Selon les déclarations du président de la Fédération Libyenne de Football, Abdulmola Al-Maghribi, la situation financière actuelle ne permet plus d’honorer les engagements contractuels du staff technique. Un aveu rare dans le paysage du football africain, où ces dossiers se règlent souvent à huis clos.
Un projet fragilisé par la crise financière
Avec un émolument mensuel estimé à 80 000 dollars, Cissé fait partie des techniciens les mieux rémunérés du continent. Pourtant, seuls ses six premiers mois ont été couverts grâce à des fonds publics exceptionnellement alloués à la fédération. Depuis, la trésorerie s’est asséchée et les arriérés s’accumulent.
Cette instabilité pèse forcément sur le quotidien du staff. Préparer une sélection nationale dans ces conditions relève du numéro d’équilibriste. Entre incertitudes administratives et contraintes logistiques, le chantier dépasse largement le rectangle vert.
🚨 Aliou Cissé : 8 mois de salaires impayés en Libye
Le sélectionneur sénégalais traverse une situation délicate.
Arrivé en mars 2025, il n’aurait plus été payé depuis huit mois en raison de la crise financière qui frappe la Fédération libyenne.-Les coulisses de cette…

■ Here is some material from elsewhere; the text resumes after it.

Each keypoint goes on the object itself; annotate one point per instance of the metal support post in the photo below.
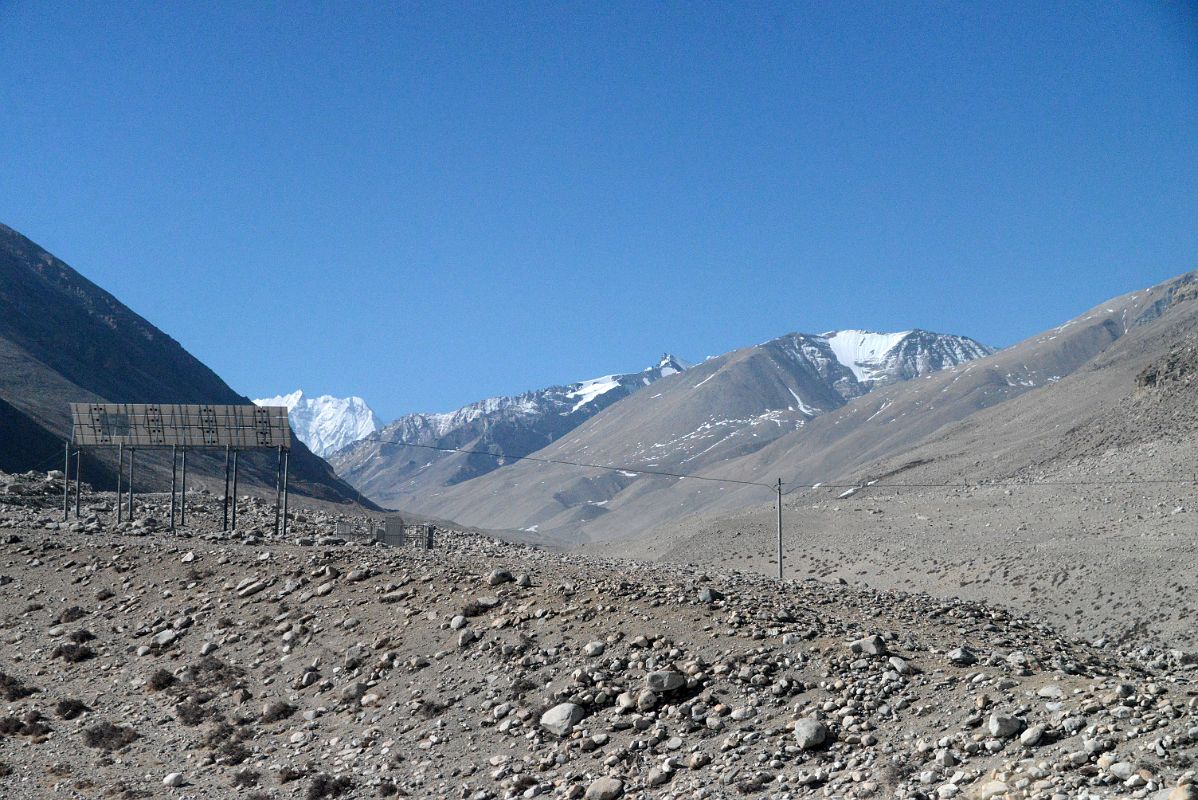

— Sport News Africa (@snewsafrica) March 4, 2026
Cap sur le Maroc malgré le contexte
Malgré ce climat tendu, la Libye doit avancer. Deux rencontres amicales sont programmées en mars face au Niger et au Bénin, avec un stage prévu au Maroc pour optimiser les conditions de travail. Sportivement, l’objectif reste clair : bâtir un groupe compétitif et restaurer une identité de jeu cohérente.
Mais en coulisses, la question demeure. Jusqu’où un sélectionneur peut-il s’investir sans visibilité financière ? Aliou Cissé, réputé pour son professionnalisme et sa rigueur, continue d’assumer ses fonctions. Reste à savoir combien de temps la situation pourra durer sans répercussions plus profondes sur le projet libyen.